A Rosa, que dias antes perdera o humor por uma tchoradela de Entrudo lhe ter desarranjado o namoro da filha com o Tchico da Garruça, desentendida ou por entender, não quis dar fé do gracejo.
Apesar de andar sempre a bater com a mão no peito e a estender a língua à hóstia, não hesitou em retalhar a conversa. Diziam as más línguas, que a dela era mais afiada que a matadeira do ti Zé Cochinho.
- Nós dêtemos cacadas e tu apanhaste os cacos lá no meio do milho c’ o Tónho Fàdista!
Bem!... Como isto do ralhar e do rezar é só para quem tem vagar, a coisa embalou e prolongou-se.
Cada uma desfiou o seu rosário de impropérios e insultos com que roga pragas ao gado desobediente e a coisa descambou para o lado do ralho desfraldado… e lá vieram os alhos e as cebolas, com rama e tudo.
Um branquear de sacrilégios!
Chegando as duas mulheres a vias de facto, com arranhões, arrepelões e roupa rasgada, interveio a boa-vontade apaziguadora da ti Mari Costóva a tentar apartá-las, exibindo à porta a imagem da virgem de Fátima benzida pelo padre António e rogando em voz alta ao Divino Senhor, que pusesse cobro àquele vilipendiar dos predicados da Quaresma.
Mas o impensável aconteceu!
No calor aceso do lavarinto, um encontrão descontrolado de uma das beligerantes fez com que a velhota deixasse cair a Virgem, indo fazer companhia ao asado escavacado de fresco.
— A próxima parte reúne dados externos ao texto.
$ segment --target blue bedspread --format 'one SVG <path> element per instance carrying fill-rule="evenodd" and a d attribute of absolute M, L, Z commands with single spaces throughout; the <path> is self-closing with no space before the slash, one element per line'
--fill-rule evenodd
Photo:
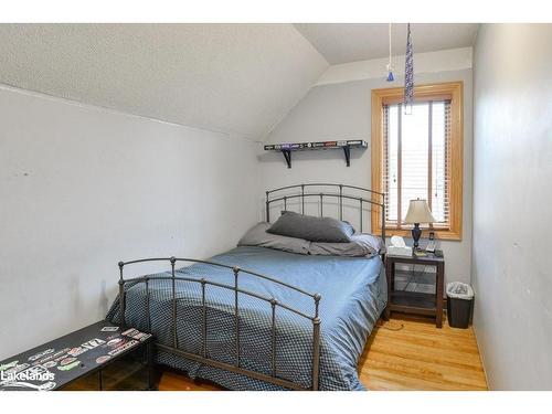
<path fill-rule="evenodd" d="M 309 256 L 264 247 L 242 246 L 214 256 L 211 262 L 237 265 L 282 282 L 318 293 L 321 318 L 320 390 L 363 390 L 357 373 L 357 362 L 367 338 L 385 307 L 386 284 L 379 256 L 338 257 Z M 162 274 L 167 275 L 167 274 Z M 177 272 L 177 276 L 193 277 L 233 285 L 230 269 L 195 264 Z M 274 297 L 307 315 L 314 315 L 312 298 L 301 296 L 280 285 L 261 280 L 245 273 L 240 275 L 240 287 Z M 157 340 L 172 344 L 171 283 L 151 280 L 151 331 Z M 148 329 L 144 284 L 127 287 L 126 320 L 129 326 Z M 200 284 L 177 284 L 179 348 L 201 353 L 202 311 Z M 208 286 L 208 354 L 227 363 L 235 363 L 234 294 Z M 270 306 L 240 295 L 240 353 L 245 369 L 270 374 Z M 107 318 L 119 321 L 116 300 Z M 277 308 L 276 367 L 277 376 L 305 388 L 311 383 L 312 322 L 289 310 Z M 278 390 L 263 381 L 206 367 L 182 357 L 159 352 L 158 362 L 188 371 L 192 378 L 203 378 L 232 390 Z"/>

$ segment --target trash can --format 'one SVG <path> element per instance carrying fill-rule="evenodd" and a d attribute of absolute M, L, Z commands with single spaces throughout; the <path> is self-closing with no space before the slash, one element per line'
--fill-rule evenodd
<path fill-rule="evenodd" d="M 474 289 L 460 282 L 447 284 L 447 317 L 448 325 L 453 328 L 469 326 L 474 305 Z"/>

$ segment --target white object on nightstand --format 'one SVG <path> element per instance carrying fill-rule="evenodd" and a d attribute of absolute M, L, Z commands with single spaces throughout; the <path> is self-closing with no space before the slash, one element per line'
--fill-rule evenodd
<path fill-rule="evenodd" d="M 408 247 L 406 243 L 404 243 L 403 237 L 392 236 L 391 246 L 388 247 L 388 254 L 392 256 L 412 257 L 412 247 Z"/>

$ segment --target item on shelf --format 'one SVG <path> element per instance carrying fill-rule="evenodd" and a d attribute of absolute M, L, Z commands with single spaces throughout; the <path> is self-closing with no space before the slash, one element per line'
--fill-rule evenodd
<path fill-rule="evenodd" d="M 388 246 L 388 254 L 392 256 L 412 256 L 412 247 L 408 247 L 406 243 L 404 243 L 404 238 L 401 236 L 392 236 L 391 237 L 391 246 Z"/>

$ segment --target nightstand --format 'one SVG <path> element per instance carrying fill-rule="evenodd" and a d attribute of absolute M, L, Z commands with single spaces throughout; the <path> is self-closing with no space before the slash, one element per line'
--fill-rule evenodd
<path fill-rule="evenodd" d="M 435 294 L 418 291 L 395 290 L 395 265 L 424 265 L 436 267 Z M 443 326 L 443 295 L 445 285 L 445 258 L 432 253 L 427 256 L 385 256 L 385 275 L 388 278 L 388 306 L 383 314 L 385 320 L 392 311 L 431 316 L 435 318 L 437 328 Z"/>

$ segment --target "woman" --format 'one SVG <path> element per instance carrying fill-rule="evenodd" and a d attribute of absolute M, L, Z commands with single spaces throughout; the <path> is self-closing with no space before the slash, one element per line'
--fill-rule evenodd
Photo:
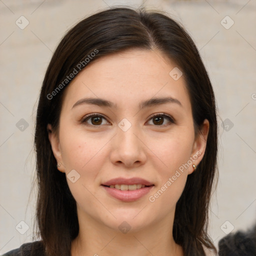
<path fill-rule="evenodd" d="M 192 40 L 166 15 L 110 8 L 68 31 L 34 143 L 42 240 L 6 255 L 216 252 L 214 96 Z"/>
Não tinha o palmo e meio de estatueta chegado ao chão, a ti Maria leva as mãos à cabeça, temendo pela justiça divina. Já não bastava o castigo calhado em sorte por lhe ter ardido a casa, ainda teria de sofrer as sevícias infligidas pelo escárnio popular.
O quebrar da venerada imagem gerou um grito de dor e desespero, que congelou a refrega.
Subitamente, o silêncio imperou.
- Abençoada cacada que devolveu a ordem à Quaresma!